Помимо всех этих страданий, которые мы все переносили сообща, было еще одно – окончательное – унижение, которое пришлось испытать только мне. Обсуждая с другими причины нашего ареста, я не скрывал своих мыслей о том, что меня наверняка взяли в том числе и потому, что я священник. И если я думал, что такое признание сможет как-то подчеркнуть мою невиновность или укрепить в моих товарищах по заключению чувство доверия ко мне, или хотя бы дать мне возможность лучше послужить им и утешить их в страданиях, меня ждало жестокое разочарование. Меня стали презирать. Очевидно, многие годы советской пропаганды не прошли даром. Я был поражен, узнав, что многие заключенные считают священников паразитами на теле общества, тунеядцами, безбедно живущими на деньги бедных старушек, или распутниками, предающимися пьянству, бабниками и извращенцами. Более образованные заключенные и мелкие партработники почерпнули искаженное представление о Церкви из коммунистических брошюрок, в которых Церковь изображалась в политическом, социальном и человеческом аспектах со всеми её ошибками, недостатками, злоупотреблениями и проявлениями несправедливости. В лучшем случае священник был для них человеком, не идущим в ногу со временем, которому не место в социалистическом обществе; в худшем он был жертвой обмана на службе у Церкви, представляющей собой ревностное орудие капитализма.

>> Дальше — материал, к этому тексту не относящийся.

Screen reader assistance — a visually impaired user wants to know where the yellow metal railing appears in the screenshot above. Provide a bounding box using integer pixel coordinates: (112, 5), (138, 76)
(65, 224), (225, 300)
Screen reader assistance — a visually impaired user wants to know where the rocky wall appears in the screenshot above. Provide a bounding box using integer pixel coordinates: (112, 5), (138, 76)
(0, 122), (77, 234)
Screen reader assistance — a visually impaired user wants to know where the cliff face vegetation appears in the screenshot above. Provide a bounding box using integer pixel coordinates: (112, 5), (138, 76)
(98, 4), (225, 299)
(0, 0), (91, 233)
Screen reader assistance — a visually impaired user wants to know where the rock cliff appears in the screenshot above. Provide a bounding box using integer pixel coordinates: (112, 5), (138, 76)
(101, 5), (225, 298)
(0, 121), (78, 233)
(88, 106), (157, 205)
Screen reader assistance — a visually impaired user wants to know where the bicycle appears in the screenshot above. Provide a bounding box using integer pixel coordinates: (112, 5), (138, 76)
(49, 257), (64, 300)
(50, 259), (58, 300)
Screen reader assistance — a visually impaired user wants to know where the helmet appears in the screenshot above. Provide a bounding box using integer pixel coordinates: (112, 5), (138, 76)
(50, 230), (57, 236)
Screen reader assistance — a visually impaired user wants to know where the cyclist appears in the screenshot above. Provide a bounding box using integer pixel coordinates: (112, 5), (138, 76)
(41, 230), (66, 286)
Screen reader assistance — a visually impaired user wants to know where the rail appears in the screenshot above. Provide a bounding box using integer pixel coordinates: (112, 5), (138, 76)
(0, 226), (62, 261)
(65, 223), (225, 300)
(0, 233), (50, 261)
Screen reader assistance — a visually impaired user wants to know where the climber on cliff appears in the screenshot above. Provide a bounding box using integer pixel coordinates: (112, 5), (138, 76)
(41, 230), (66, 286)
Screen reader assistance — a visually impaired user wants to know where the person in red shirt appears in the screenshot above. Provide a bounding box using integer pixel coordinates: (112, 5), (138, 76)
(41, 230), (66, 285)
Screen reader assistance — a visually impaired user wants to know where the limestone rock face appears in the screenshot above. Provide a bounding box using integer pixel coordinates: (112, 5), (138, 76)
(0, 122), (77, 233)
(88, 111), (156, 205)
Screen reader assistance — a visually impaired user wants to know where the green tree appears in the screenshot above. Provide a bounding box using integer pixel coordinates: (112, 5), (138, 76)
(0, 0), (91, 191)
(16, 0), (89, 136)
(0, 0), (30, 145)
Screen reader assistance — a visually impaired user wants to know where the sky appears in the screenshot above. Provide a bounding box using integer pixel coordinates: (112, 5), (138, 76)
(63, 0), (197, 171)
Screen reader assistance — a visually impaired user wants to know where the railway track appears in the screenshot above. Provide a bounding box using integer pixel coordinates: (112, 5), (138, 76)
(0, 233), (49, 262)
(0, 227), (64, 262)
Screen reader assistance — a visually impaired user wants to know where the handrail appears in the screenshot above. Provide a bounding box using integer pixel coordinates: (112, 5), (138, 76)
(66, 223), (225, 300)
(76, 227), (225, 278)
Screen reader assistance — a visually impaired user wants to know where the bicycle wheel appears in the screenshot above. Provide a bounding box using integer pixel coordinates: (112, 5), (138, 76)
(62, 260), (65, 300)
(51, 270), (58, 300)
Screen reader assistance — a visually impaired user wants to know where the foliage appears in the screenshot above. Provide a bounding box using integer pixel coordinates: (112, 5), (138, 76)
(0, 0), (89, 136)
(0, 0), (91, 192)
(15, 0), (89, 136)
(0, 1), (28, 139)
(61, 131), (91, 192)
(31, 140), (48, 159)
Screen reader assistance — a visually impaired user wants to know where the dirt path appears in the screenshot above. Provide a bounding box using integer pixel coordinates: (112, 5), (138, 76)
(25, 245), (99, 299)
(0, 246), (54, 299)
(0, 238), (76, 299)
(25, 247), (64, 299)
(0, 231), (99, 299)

Я был ошеломлен глубиной предрассудков и отвращения к Церкви, которые просто лились у них через край. Тем более в таких обстоятельствах. Большинство из нас в этой камере были политическими заключенными; почти всех нас несправедливо подозревали или обвиняли в том, чего мы никогда не делали, не давая при этом никакой возможности ответить на обвинения или доказать свою невиновность. Нас объединяло общее несчастье, а также чувство страдания, оскорбленности, униженности и беспомощности. Между политзаключенными в нашей камере существовало некое минимальное чувство товарищества, этакого братства по несчастию. Но не по отношению ко мне, когда им стало известно, что я священник. Меня проклинали, обходили стороной, презирали, смотрели на меня свысока. Я вырос в польской католической семье, где к священнику всегда относились с особым почтением независимо от того, нравился он нам как человек или нет, и теперь подобное отношение к священнику со стороны заключенных вызывало у меня ответное раздражение и недоумение. Я не мог этого понять, и дополнительная несправедливость этого бессмысленного, тупого предрассудка приводила меня в ярость. Все это доводило меня чуть ли не до слез. Все это казалось таким неправильным, таким несправедливым, таким оскорбительным и унизительным. Подобно тому, как все мы чувствовали невозможность защитить себя перед лицом тюремной системы, так и я не мог теперь ни объясниться, ни защитить себя перед своими же сокамерниками. Никто меня не слушал, да и вообще мало кто со мной разговаривал. Говоря словами Исайи, я чувствовал себя «презренным и умаленным пред людьми». В глазах тюремщиков и заключенных я был ничем, ничтожеством. Поэтому, помимо объединявшего нас всех чувства беспомощности и бессилия, я испытывал еще пустое, тошнотворное ощущение собственной ненужности.